AP world doesn't care much about specific empires isolated. It really does care more about the time period and how different nations act together in that time period. It doesn't care about the formation of Spain but rather the spread of Islam. It doesn't ask once about something like the rise and fall of the Byzantines or Ottomans. It cares more about culture than numbers.
In Europe - Before: feudal manors. After: towns. The Hanseatic League, an alliance of said towns established in the 1350s, controlled trade in large parts of northern Europe. Now, with these towns, people can move between nations more easily. and the idea of a nation is emerging.
By the end of the Middle Ages, people in western Europe began to group themselves under culture and language, creating the first sense of modern day countries.
These trade routes would also have cultural influences:
Universities were founded at this time, and so, European men were able to learn knowledge, philosophy, medicine, and law from the more scientifically advanced Muslims. The knowledge was brought to Europe through interactions with the Muslims during crusades and trade routes. This progression is called scholasticism.
But the trade routes would also carry something less pleasant: the black death. Originated in 1330s in China, spread to Europe via trade routes, killed 1/3 of European population within the first 2 years. Traditional social structures collapsed. The pandemic sped up a shift towards a more commercial economy, more individual freedoms, and overall a more "modern" societal structure.
Would COVID 19 cause similar societal effects?

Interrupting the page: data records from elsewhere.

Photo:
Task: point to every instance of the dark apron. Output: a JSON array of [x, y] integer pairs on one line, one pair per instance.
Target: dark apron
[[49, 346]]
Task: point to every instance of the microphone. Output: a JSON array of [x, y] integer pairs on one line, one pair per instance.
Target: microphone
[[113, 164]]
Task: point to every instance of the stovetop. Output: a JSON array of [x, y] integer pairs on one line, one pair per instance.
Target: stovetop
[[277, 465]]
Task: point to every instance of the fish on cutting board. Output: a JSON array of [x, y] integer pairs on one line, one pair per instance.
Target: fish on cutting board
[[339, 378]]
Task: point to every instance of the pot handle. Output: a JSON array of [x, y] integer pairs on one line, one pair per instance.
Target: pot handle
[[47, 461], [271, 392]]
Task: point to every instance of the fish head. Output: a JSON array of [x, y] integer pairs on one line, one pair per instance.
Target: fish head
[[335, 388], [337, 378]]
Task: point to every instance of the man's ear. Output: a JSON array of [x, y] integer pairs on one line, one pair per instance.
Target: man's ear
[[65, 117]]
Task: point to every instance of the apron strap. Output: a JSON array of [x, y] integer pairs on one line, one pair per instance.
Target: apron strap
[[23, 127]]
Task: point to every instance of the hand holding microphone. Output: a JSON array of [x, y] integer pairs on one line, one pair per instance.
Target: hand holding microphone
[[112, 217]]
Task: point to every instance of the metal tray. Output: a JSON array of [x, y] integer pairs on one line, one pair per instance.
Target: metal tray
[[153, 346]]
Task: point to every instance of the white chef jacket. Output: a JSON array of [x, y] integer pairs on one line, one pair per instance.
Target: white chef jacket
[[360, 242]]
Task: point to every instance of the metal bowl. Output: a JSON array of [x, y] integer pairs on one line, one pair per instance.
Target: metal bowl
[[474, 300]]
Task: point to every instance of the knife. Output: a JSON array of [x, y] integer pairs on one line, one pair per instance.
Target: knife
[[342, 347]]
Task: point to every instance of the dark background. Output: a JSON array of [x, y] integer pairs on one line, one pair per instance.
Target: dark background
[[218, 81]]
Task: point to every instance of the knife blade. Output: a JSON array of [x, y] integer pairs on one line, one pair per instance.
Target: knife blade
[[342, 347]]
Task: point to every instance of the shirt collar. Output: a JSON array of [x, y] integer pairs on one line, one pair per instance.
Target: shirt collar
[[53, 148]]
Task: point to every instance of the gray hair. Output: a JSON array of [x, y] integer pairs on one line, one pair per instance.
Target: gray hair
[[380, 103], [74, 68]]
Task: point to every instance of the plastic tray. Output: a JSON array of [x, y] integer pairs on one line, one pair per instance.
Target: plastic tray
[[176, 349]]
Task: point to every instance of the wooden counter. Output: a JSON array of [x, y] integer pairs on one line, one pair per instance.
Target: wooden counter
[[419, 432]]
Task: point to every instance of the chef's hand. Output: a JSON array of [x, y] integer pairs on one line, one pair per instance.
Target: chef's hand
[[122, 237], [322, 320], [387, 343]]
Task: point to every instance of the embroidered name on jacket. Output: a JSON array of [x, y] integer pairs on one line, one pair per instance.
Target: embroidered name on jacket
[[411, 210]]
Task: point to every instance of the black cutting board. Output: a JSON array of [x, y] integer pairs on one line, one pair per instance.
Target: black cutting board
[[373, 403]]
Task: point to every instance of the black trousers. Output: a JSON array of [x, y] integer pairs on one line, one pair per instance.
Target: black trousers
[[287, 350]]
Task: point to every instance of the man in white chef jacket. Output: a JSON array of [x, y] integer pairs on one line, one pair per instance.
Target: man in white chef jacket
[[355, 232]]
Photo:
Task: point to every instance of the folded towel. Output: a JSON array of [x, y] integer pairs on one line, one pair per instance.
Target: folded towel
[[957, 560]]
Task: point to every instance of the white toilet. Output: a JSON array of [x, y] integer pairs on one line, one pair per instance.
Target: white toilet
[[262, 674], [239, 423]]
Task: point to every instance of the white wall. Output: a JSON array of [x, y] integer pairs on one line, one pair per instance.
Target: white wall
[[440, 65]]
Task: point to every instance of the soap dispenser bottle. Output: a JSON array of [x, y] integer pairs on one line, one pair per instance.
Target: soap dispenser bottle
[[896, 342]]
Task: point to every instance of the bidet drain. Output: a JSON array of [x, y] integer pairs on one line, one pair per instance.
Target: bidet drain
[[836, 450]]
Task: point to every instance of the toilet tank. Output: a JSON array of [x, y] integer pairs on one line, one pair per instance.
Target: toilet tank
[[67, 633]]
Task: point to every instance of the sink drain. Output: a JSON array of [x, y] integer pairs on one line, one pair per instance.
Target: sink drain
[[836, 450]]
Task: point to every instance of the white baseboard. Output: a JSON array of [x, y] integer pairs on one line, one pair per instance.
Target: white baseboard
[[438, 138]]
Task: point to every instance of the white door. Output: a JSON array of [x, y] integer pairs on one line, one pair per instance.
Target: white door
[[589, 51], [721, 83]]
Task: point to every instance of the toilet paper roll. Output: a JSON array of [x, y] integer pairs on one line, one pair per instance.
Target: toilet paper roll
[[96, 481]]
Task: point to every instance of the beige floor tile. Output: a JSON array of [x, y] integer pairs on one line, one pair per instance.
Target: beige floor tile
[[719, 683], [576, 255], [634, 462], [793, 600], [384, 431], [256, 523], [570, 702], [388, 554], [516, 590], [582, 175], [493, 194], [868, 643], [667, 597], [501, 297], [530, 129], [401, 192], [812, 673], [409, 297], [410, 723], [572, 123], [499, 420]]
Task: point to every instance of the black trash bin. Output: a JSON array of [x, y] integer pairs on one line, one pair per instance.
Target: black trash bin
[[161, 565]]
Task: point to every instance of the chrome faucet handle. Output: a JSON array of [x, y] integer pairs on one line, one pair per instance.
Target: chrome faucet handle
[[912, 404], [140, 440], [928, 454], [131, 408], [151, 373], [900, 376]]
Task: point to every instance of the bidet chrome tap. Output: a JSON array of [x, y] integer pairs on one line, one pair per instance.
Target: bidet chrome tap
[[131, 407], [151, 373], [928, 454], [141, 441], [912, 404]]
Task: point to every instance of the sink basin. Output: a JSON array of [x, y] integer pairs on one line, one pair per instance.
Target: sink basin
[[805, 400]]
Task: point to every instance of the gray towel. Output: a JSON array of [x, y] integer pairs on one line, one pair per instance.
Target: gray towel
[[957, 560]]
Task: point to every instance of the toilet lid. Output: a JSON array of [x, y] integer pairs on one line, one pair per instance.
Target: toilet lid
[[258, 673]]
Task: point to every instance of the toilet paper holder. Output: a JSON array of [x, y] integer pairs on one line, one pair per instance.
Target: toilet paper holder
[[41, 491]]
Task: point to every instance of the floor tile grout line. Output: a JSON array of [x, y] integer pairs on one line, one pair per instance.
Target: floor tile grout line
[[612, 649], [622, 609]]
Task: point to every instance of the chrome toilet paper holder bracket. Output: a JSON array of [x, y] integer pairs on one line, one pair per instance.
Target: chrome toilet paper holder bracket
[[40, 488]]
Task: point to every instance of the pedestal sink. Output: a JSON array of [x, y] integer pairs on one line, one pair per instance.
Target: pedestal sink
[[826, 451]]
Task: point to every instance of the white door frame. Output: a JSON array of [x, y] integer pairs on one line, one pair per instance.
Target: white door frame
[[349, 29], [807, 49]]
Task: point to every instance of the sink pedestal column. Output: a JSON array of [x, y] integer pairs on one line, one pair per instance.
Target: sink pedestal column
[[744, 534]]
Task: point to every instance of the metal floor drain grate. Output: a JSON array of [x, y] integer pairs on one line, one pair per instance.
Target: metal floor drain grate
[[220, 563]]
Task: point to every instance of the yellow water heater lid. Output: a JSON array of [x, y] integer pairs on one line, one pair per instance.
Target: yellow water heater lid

3 important global trade routes at this time:
Silk road (heavily used 1200-1600 CE)
Mongol routes
Trans-Saharan
Hanseatic league - not a trade route and not global (only European) but gets an honorary mention
But don't know much details between them because the 3 routes are the same on the macro level. They specialised in different traded goods and had some different religions that spread through and used different forms of tech to enable trading but you don't need to memorize them.